The Department of Classics takes selected students on a study tour or archaeological excavation each summer. These trips allow students to experience the art and culture of the ancient Mediterranean world in an entirely new way.
This year, Professor Allison Glazebrook and the CLAS/VISA3M23 students are on a study tour of Greece from June 5-18th. During this time, students will be blogging about their experience on the course blog and sharing picture on our faculty’s Instagram and Facebook. Follow along on social media with their hashtag, #brockodyssey2017!
We will be sharing a few of their blog posts with you here. Today’s post is by Sabrina Peixoto, who is heading into her third year of History and Concurrent Education.
To learn more about the Department of Classics’ study tours, visit their information page.
The final members of our group arrived in Athens Monday, June 5, around nine thirty in the morning. Once we got to the hotel we dropped our bags and headed up to the rooftop restaurant, hearing that it had an incredible view of the city (fig. 1).
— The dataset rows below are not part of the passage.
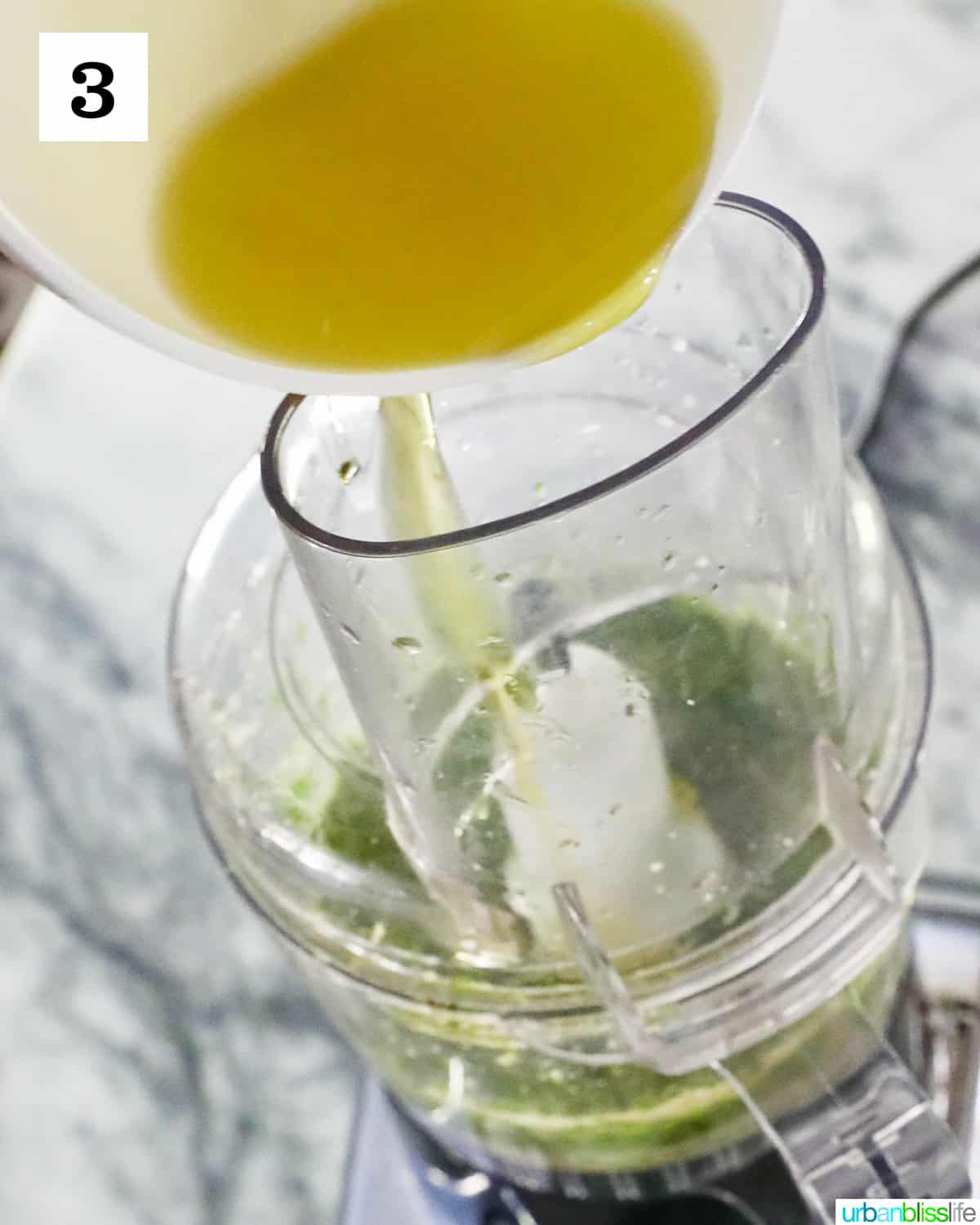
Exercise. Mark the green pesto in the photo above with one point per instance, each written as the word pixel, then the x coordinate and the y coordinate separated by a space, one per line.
pixel 739 708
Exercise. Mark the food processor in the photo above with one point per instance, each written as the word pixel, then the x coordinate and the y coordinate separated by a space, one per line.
pixel 678 979
pixel 593 818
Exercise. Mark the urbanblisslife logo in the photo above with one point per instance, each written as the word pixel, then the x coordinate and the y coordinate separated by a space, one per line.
pixel 906 1212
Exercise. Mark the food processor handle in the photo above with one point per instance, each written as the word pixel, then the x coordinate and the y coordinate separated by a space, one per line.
pixel 872 1137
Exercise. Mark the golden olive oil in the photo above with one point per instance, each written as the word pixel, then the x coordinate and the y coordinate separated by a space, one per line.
pixel 443 180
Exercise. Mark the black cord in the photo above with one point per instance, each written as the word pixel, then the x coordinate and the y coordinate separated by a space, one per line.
pixel 911 330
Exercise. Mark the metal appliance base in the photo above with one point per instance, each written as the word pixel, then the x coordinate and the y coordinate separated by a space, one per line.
pixel 392 1178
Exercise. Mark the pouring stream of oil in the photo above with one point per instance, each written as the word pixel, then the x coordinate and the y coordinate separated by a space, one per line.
pixel 435 184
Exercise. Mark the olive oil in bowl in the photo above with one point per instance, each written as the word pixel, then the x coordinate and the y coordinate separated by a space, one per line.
pixel 441 183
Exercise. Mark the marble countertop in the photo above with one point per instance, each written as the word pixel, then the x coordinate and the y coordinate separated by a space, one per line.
pixel 159 1062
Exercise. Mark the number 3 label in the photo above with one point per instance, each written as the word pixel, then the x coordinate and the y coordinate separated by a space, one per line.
pixel 93 87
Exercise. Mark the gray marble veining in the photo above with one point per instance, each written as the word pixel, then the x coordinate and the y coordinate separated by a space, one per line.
pixel 159 1062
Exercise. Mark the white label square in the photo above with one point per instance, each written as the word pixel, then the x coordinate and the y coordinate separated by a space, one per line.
pixel 93 87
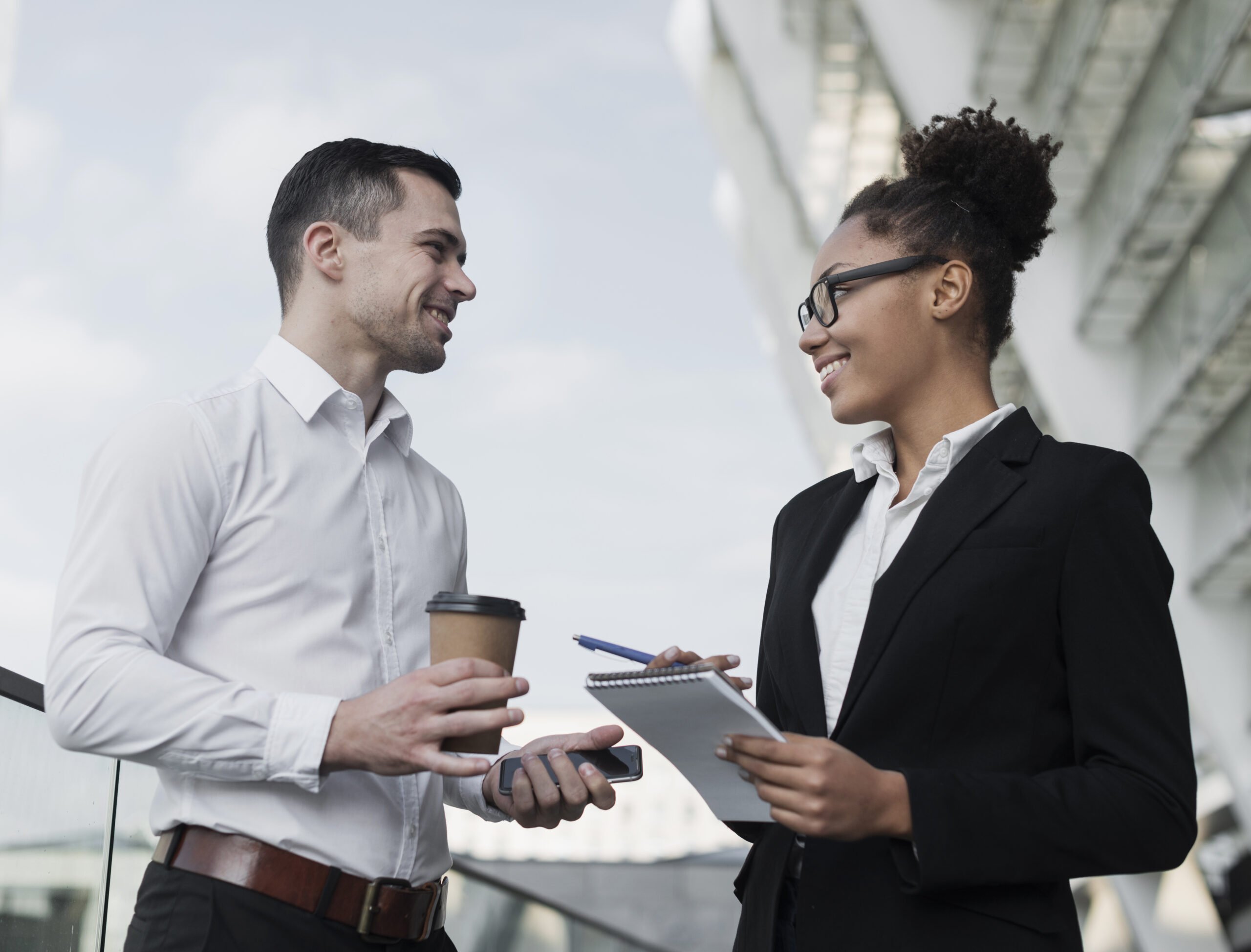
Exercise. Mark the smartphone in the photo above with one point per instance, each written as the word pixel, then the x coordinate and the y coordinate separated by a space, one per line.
pixel 617 763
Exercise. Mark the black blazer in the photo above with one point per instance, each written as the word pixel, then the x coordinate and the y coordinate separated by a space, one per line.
pixel 1019 666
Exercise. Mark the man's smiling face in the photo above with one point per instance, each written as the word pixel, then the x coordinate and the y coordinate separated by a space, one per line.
pixel 405 287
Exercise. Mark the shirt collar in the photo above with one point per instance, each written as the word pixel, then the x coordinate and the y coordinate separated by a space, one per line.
pixel 301 380
pixel 399 422
pixel 305 384
pixel 964 440
pixel 877 452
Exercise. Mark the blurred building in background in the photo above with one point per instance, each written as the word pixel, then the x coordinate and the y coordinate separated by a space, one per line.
pixel 1134 329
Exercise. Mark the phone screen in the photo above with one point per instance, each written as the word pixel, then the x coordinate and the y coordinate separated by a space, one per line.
pixel 617 763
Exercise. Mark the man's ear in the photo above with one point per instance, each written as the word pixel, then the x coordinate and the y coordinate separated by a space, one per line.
pixel 952 287
pixel 323 247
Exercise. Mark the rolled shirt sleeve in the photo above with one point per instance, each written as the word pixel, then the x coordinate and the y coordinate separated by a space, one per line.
pixel 151 506
pixel 466 792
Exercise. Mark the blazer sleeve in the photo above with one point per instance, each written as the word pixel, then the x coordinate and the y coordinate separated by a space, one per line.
pixel 766 687
pixel 1127 804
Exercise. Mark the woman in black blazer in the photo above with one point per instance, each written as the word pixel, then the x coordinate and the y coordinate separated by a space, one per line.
pixel 1014 712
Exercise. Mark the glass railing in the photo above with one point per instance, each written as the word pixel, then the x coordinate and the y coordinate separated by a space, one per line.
pixel 74 844
pixel 55 811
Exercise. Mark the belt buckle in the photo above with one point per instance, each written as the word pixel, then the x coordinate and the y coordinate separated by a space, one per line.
pixel 369 909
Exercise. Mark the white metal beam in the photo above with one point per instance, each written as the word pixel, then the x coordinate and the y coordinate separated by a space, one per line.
pixel 1196 343
pixel 1165 168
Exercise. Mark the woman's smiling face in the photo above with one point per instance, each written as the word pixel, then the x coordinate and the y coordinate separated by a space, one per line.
pixel 881 349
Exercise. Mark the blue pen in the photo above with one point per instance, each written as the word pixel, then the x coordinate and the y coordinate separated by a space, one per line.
pixel 610 648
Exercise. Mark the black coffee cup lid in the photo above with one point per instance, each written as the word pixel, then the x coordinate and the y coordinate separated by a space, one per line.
pixel 476 605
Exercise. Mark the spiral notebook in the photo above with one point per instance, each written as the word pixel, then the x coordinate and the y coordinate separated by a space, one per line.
pixel 684 714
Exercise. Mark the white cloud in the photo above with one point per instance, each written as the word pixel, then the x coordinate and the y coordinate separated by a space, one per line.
pixel 25 622
pixel 29 146
pixel 532 381
pixel 242 141
pixel 30 141
pixel 57 366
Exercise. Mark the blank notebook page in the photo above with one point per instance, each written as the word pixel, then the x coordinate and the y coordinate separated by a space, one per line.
pixel 684 714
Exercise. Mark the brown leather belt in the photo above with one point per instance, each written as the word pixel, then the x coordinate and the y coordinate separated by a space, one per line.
pixel 379 910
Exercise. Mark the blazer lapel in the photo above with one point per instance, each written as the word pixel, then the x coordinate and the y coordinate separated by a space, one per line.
pixel 798 636
pixel 979 486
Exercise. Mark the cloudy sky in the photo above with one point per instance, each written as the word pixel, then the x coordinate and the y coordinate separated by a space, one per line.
pixel 607 411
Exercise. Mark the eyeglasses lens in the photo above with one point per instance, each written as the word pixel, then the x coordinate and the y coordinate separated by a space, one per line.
pixel 823 304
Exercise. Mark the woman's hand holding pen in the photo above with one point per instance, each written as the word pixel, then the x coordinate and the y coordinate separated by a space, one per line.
pixel 676 656
pixel 820 788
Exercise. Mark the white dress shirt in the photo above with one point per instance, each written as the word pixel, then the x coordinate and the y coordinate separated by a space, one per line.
pixel 243 560
pixel 872 542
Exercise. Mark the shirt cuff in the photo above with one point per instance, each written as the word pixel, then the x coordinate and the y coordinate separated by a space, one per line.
pixel 467 794
pixel 296 745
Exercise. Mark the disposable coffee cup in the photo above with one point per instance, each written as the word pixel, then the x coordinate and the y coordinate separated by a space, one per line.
pixel 475 627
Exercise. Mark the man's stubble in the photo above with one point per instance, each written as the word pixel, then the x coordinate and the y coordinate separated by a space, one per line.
pixel 406 342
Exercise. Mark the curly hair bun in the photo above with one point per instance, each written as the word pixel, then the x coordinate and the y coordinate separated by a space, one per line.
pixel 992 168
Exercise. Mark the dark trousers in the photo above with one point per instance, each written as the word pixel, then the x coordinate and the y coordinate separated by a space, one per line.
pixel 178 911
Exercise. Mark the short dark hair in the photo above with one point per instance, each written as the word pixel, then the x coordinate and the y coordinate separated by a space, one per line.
pixel 975 188
pixel 352 183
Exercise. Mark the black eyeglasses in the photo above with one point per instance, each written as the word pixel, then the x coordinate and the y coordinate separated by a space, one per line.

We were given about an hour to grab some lunch or take a quick nap if we needed to before we started our day. A handful of us walked around finding a little cafe where we enjoyed pizza and paninis. We had a hard time at first trying to place our orders since the lady we were speaking to did not speak any English and had to get one of the other workers to translate our orders for us.
Regrouping around noon we then walked over to the Kerameikos, along the way I was overwhelmed trying to take in everything we were seeing as we walked through the streets. Along the way we did see the Church of Panagia Kapnikarea (fig. 2), which was built in the eleventh century. I was very interested to get a look at the mosaic with a depiction of the Madonna and a child on the south side of the church.
Personally seeing the Kerameikos (fig. 3) was an unreal experience for me, based off the fact that it was the first time I have ever physically seen a site like that before. A fascinating thing was seeing the difference in ground level of the site compared to street level, showing us how far they had to dig down, knowing they had to destroy what was above it to get to those ruins. Another couple of things we saw that caught my interest were seeing the oldest of the walls amongst the ruins and hearing Professor Glazebrook’s explanation on how they had to rush in the building process in order to fend off the Persians. The site of the Kerameikos is thought to be where Pericles delivered his funeral speech to honour those who had lost their lives in the war.
We got a chance to go inside the Kerameikos Museum and get a look at some of the objects found on the site. I appreciated the layout of the museum, specifically the center piece of the marble bull in the middle of the museum under the skylight.
Next we walked up to the Pnyx, an ancient meeting place, where we had a great view of the city and the Acropolis, it was a great opportunity to take lots of pictures. After walking a bit more around the city we ended up at the restaurant where we would be having our welcome dinner (fig. 4).
The staff at the restaurant were super friendly, the service was fantastic, and so was the food! They kept bringing out different appetizers, such as greek salad, calamari, tomato balls, so many that most of us were almost completely full by the time the main course came out. They made us a wonderful lamb dish with french fries and tzatziki sauce. It was a perfect opportunity for all us to get to know each other better as well as enjoy some delicious Greek food.